Wednesday, May 28, 2008

What data mining software to buy?

This post (http://www.dmreview.com/issues/2007_46/10001040-1.html?portal=analytics) is an interesting example of the assessment of analytics software. The key paragraph is the conclusion where Mr. Raab states
Instead of a horserace between product features, this approach puts the focus where it should be: on value to your business. It recognizes that the value of a new tool depends on the other tools already available, and it forces evaluation teams to explicitly study the impact of different tools on different users. By creating a clearer picture of how each new tool will impact the way work actually gets done within the company, it leads to more realistic product assessments and ultimately to more productive selection choices.


I couldn't agree more. For the past 10 years, since the Elder and Abbott review of data mining software presented at KDD-98 (on my web site) I've tried to think of ways to summarize data mining software. The obvious way is by features, such as which algorithms a product has. The usability of a tool is another characteristic to add, as John, Philip Matkovsky and I wrote about in "An Evaluation of High-End Data Mining Tools for Fraud Detection". I've also described the different packages by the kind of interface (wizard, menu-driven, block-diagram, command line, etc.).

It's not easy to provide a summary in this multi-dimensional view of data mining tools. Sounds like an opportunity for predictive modeling!

Monday, May 26, 2008

What Makes a Data Mining Skeptic?

I just found this post expressing skepticism about data mining (I'll let go the comment about predictive analytics being the holy grail of data mining--not sure what this means).

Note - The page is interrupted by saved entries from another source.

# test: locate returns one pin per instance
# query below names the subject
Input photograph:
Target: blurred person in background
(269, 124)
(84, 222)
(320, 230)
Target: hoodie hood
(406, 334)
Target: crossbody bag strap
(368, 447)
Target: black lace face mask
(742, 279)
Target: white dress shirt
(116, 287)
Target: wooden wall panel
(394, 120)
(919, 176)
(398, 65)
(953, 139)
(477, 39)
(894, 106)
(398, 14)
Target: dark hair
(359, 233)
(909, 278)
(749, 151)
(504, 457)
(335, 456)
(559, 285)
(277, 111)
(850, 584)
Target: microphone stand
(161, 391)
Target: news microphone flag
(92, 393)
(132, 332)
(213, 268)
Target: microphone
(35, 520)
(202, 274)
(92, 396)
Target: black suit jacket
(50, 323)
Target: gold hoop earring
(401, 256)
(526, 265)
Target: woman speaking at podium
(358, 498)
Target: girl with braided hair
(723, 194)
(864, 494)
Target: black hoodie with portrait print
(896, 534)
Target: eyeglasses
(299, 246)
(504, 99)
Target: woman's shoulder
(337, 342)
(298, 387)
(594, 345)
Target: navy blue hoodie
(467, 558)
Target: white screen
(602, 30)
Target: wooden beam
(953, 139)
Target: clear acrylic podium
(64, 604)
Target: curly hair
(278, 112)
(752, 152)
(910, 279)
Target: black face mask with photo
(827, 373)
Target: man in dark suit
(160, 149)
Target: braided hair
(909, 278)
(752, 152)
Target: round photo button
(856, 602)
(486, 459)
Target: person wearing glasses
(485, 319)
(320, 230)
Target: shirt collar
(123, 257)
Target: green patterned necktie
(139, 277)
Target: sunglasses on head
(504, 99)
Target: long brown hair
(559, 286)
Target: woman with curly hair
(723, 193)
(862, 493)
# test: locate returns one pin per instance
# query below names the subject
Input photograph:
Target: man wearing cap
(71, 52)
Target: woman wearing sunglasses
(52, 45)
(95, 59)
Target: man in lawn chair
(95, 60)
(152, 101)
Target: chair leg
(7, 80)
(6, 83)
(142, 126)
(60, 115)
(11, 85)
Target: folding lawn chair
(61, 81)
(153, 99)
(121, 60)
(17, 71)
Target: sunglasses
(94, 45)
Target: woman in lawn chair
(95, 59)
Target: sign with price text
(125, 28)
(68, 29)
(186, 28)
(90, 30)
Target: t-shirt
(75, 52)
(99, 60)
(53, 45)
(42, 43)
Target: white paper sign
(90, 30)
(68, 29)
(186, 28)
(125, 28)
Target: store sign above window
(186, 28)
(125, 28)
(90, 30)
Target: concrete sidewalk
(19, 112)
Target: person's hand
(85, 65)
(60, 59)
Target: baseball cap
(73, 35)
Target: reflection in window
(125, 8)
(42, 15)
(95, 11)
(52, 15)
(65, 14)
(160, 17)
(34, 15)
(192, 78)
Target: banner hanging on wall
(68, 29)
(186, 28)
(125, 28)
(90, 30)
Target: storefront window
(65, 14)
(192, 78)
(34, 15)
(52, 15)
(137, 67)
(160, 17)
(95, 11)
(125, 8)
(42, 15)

The fascinating part for me was this paragraph:

Anyway. Lindy and I were a bit squirmy through the whole discussion. It seemed like so many hopes and dreams were being placed at the altar of the goddess Clementine... but I had to ask myself, could you REALLY get any more analysis out of it then you could get simply by asking your members what events they attend, plan to attend, ever attended, or might attend in the future, and why? Since when did we stop talking to our members about this stuff? A good internal marketing manager could give you all the answers you seek about which of your various audiences are likely to respond to which of your messages, who's going to engage with you, why and when, who's going to participate in which of your events, etcetera, and they would know these answers not through stats and charts (even if you ask for them) but through experience and listening.


It is interesting on several fronts. First, there is a strong emphasis on personal expertise and experience. But at the heart of the critique is apparently a belief that the data cannot reveal insights, or in other words, a data-driven approach doesn't give you any "analysis". Why would one believe this? (and I do not doubt the sincerity of the comment--I take it at face value).

One reason may be that this individual has never seen or experienced a predictive analytics solution. While this may be true, it also misses what I think is at the heart of the critique. There is a false dichotomy set up here between data analysis and individual expertise. Anyone who has built predictive models successfully knows that one usually must have both: expert knowledge and representative data (to build predictive models).

One reason for this is that while there are undoubtedly some individuals who can "give you all the answers you seek about which of your various audiences are likely to respond to which of your messages". But usually, this falls short for two reasons:
1) most individuals who have to deal with large quantities of data don't know as much they think they know, and related to this
2) it is difficult to impossible for anyone to sort through all the data with all of the permutations that exist.

Data mining usually doesn't tell us things that experts scratch their heads at in amazement. The usually confirm what one suspects (or one of many possible conclusions one may have suspected), but with a few unexpected twists.

So how can we persuade others that there is value in data mining? The first step is realizing there is value in the data.